Retour québécois sur Pyeongchang

Le rideau est tombé sur les Jeux de Pyeongchang et les bilans se sont multipliés dans les médias québécois. Mais personne n’a souligné le fait que la Norvège, impressionnante première au classement olympique avec 39 médailles, loin devant l’Allemagne (83 millions d’habitants) et le Canada (36 millions d’habitants), est une ancienne province de Suède qui s’en est séparée par référendum en 1905. À l’époque, les Norvégiens se sont fait dire que s’ils votaient « oui », la Norvège indépendante s’exposait à l’effondrement économique et au chaos social. Je soupçonne que ce prospère petit pays nordique de 5 millions d’habitants ne regrette pas son choix. Et qui oserait dire aujourd’hui que le peuple norvégien n’existe pas, comme le pense encore une majorité de Canadiens anglais à propos du peuple québécois ?

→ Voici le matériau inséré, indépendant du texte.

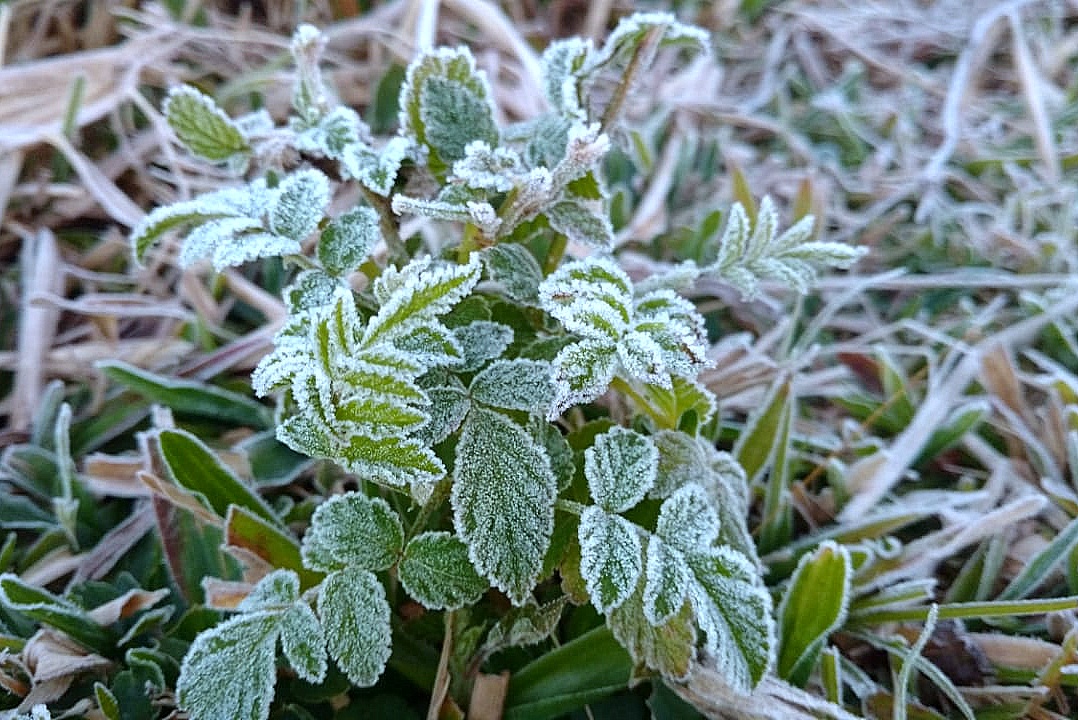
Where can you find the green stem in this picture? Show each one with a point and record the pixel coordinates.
(387, 222)
(966, 610)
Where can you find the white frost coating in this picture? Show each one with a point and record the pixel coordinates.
(355, 615)
(502, 501)
(792, 258)
(666, 579)
(620, 468)
(303, 642)
(687, 521)
(609, 557)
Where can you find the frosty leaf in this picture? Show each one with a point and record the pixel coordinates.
(562, 64)
(355, 615)
(437, 572)
(582, 372)
(502, 501)
(668, 648)
(482, 341)
(445, 104)
(448, 405)
(747, 254)
(581, 224)
(609, 557)
(348, 239)
(394, 461)
(687, 521)
(487, 168)
(300, 204)
(280, 589)
(666, 582)
(527, 625)
(515, 270)
(202, 126)
(229, 673)
(303, 642)
(592, 298)
(422, 293)
(733, 610)
(353, 530)
(514, 385)
(620, 468)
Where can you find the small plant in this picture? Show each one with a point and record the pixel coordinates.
(470, 388)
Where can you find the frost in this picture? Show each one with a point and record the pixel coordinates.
(229, 672)
(348, 240)
(609, 557)
(748, 253)
(502, 501)
(353, 530)
(445, 104)
(687, 521)
(488, 168)
(515, 270)
(303, 642)
(437, 572)
(202, 126)
(514, 385)
(620, 468)
(651, 338)
(355, 615)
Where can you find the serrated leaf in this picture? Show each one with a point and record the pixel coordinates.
(502, 501)
(300, 204)
(276, 591)
(437, 572)
(348, 239)
(515, 270)
(229, 673)
(355, 617)
(733, 610)
(353, 530)
(814, 606)
(202, 126)
(514, 385)
(620, 468)
(687, 521)
(581, 224)
(609, 557)
(303, 642)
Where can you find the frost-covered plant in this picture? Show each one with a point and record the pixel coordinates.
(458, 378)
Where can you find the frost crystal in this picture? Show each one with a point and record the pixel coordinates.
(648, 337)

Il faut aussi noter qu’en excluant les médailles des équipes féminine et masculine de hockey, 12 des 27 autres médailles canadiennes ont été remportées par des athlètes québécois. Ainsi, le Québec a produit 44 % des médailles canadiennes, soit le double de sa part de 22 % de la population de l’ensemble du Canada. Les Québécois sont-ils donc deux fois meilleurs que les Canadiens anglais en sports d’hiver ? La question est posée. Et puisqu’on est dans les chiffres, laissons la conclusion au regretté poète québécois Gaston Miron, qui lançait jadis une petite phrase que ne renieraient pas les Norvégiens : « On ne peut pas être 25 % de quelqu’un d’autre. »

5 commentaires
  • Gilles Racette - Abonné 1 mars 2018 06 h 34

    Quel intéressant commentaire

    Félicitations et merci, Christian Gagnon.

  • Pierre Raymond - Abonné 1 mars 2018 07 h 41

    Merci !

    Merci M. Gagnon pour ce texte qui devrait inspirer ceux qui '' branlent dans le manche ''.
    Je donne souvent la Norvège en exemple et il me semble...

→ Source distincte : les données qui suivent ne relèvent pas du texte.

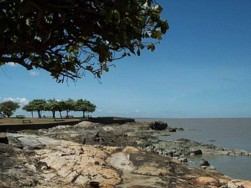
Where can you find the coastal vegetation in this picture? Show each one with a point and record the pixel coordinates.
(52, 105)
(70, 38)
(8, 108)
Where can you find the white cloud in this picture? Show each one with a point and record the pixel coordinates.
(21, 101)
(34, 73)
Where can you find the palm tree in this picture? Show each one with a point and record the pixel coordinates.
(52, 106)
(85, 106)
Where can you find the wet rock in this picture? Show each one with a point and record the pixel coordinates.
(3, 138)
(158, 125)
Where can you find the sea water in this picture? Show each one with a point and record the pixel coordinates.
(234, 133)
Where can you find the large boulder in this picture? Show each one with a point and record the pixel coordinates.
(158, 125)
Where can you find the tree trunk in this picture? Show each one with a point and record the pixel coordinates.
(39, 113)
(67, 113)
(53, 114)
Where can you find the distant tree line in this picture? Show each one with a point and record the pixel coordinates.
(8, 108)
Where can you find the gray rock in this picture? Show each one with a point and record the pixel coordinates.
(196, 152)
(204, 162)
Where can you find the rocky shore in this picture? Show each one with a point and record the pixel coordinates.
(112, 155)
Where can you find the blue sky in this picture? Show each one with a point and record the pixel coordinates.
(201, 68)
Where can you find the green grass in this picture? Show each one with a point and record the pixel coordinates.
(33, 120)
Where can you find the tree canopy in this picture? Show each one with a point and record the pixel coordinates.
(68, 38)
(8, 108)
(53, 106)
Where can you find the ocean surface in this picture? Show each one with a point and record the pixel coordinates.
(234, 133)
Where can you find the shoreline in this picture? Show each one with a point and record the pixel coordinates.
(141, 140)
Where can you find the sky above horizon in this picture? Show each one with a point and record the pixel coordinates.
(201, 68)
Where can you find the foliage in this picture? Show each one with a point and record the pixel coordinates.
(36, 105)
(8, 108)
(69, 105)
(68, 38)
(53, 106)
(85, 106)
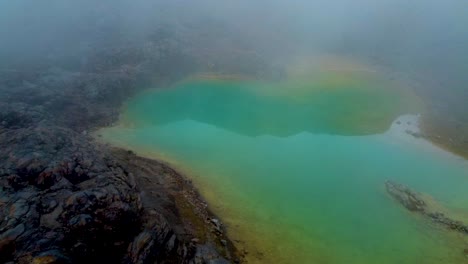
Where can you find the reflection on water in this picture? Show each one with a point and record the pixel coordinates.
(288, 179)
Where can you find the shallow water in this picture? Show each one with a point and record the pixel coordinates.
(297, 170)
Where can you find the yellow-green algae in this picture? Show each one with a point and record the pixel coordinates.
(296, 169)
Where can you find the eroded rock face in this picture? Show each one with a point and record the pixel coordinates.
(65, 198)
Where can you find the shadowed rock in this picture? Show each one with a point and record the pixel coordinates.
(414, 202)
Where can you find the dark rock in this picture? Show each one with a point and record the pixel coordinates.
(51, 257)
(414, 202)
(409, 199)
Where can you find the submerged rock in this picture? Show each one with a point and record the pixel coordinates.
(414, 202)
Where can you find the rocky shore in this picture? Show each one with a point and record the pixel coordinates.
(415, 202)
(66, 198)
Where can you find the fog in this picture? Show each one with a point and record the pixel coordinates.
(398, 32)
(69, 69)
(424, 41)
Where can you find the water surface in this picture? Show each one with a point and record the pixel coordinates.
(296, 169)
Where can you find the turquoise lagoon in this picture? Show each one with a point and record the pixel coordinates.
(296, 170)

  • André Joyal - Abonné 1 mars 2018 10 h 04

    Le ROC comme agent d'anglicisation

    Ce qui m'a sidéré durant ces jeux c'est le grand nombre d'athlètes et d'instructeurs canadiens
    unilingues anglophones dotés d'un patronyme francophone.
    Exemple: l'instructeur de l'équipe canadienne hockey masculin,Wellie Desjardiins, se fait appeler : Wellie DesssssJARdinssss. Misère!

    Aussi, d'aucuns auront remarqué les «efforts» des commentateurs d'Ici-Radio-Canada afin
    d'éviter la prononciation des mots Québec et québécois. Misère bis!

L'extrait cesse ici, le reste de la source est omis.